The determination of the biological activity of Pf and vehicle patches was performed at start (T0), T6, and T12 of the stability study. To determine the biological activity of Pf patches, normal human dermal fibroblasts (NHDF) maintained in complete media (DMEM, 10% FBS, 1% penicillin-streptomycin) and cultured within 8 passages were used. Cell assays were performed as previously described [10]. For western blot assays, cells were seeded in complete media and grown for at least 24 h before serum starvation in serum-free media (SFM) with 1% penicillin-streptomycin. After 24 h in SFM, cells were treated with 10 ng/mL TGF-β1 with or without Pf (0.5 mg/mL). Fresh Pf solution dissolved in 1× PBS was compared with Pf released from patch preparations into PBS after extraction for 48 h at 37 °C. The concentration of fresh and released Pf was verified by uHPLC after solutions were filter sterilized (0.22 μm). TGF-β1-stimulated NHDF treated with fresh Pf or Pf extracted from Pf patches were directly lysed on the culture plate in Pierce RIPA buffer supplemented with Pierce EDTA-free protease inhibitors mini tablets. Plates were then scraped to collect whole cell lysates before samples were clarified by centrifugation at 14,000 RPM for 15 min at 4 °C. Protein concentration was quantified using the Pierce BCA assay. Immune detection of proteins was performed using the Simple Wes capillary-based Western blot technology as described previously (31) (Protein Simple, San Jose, CA, USA).

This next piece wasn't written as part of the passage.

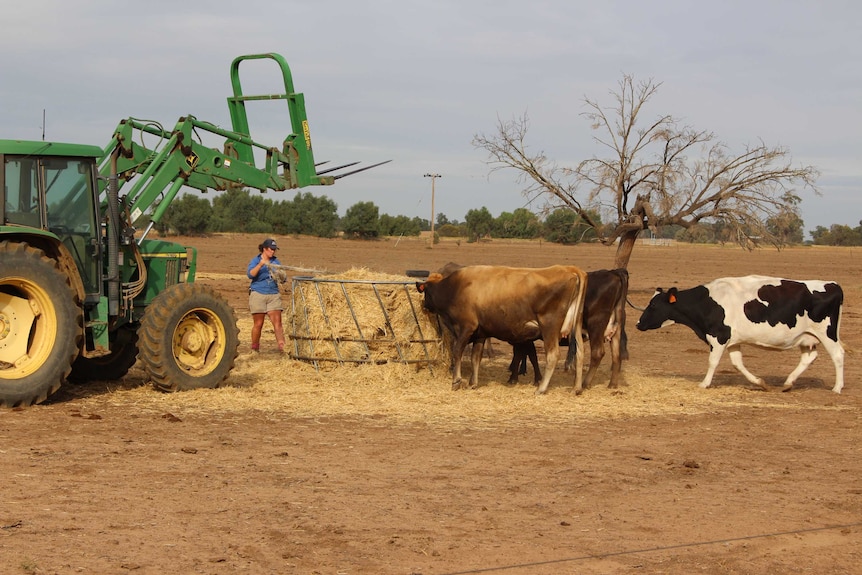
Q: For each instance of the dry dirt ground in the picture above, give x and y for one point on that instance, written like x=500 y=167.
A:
x=256 y=477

Briefly, samples were adjusted to equivalent protein concentration using provided sample buffer; four-part protein sample was mixed with one part provided 5× master mix (Protein Simple) containing fluorescent molecular weight markers and DTT (40 mM). Samples were heated at 95 °C for 5 min prior to loading into supplied microplate. Primary antibodies for α-SMA (1:20) and GAPDH (1:500) were diluted in provided antibody diluent and added to the microplate along with provided HRP-conjugated secondary antibody, chemiluminescent substrate, and wash buffer. The automated capillary system, Simple Wes, separated the proteins by electrophoresis, immobilized the proteins, and then performed immunoblotting in the same capillary. Protein quantification was performed using the Compass software for Simple Western (v3.0.9; Protein Simple).

2.15. Roll to Roll Pilot-Scale Patch Production

For pilot-scale production, patches were manufactured on a semicontinuous roll-to-roll coater (Smartcoater SC-18, Coatema, Dormagen, Germany) equipped with a 400 µm slot-die in a two-step process. The drug matrix casting solution was prepared as in the laboratory scale. It was then cast on a process liner (PET 78GY6, Loparex, Forchheim, Germany), dried in stages in the different dryer zones at temperatures between 30 °C and 120 °C, and laminated against a commercial PU backing (PU4142, Gerlinger, Netzschkau, Germany) supported with a biaxially oriented polypropylene (BOPP) carrier. This monolayer was then wound up to generate the first patch roll stock. In the second coating step, the process liner was delaminated in a 180° angle to expose the drug matrix for coating of the SSA layer. Parts A and B of the SSA were fed through a static mixer and coated on the drug matrix monolayer, followed by a rapid curing of the SSA in a temperature gradient with a maximum of 110 °C. The resulting bilayer was then laminated against a release liner (LDPE 74000, Loparex, Forchheim, Germany) and wound up as the final patch roll stock. Before further processing, the BOPP carrier was carefully removed.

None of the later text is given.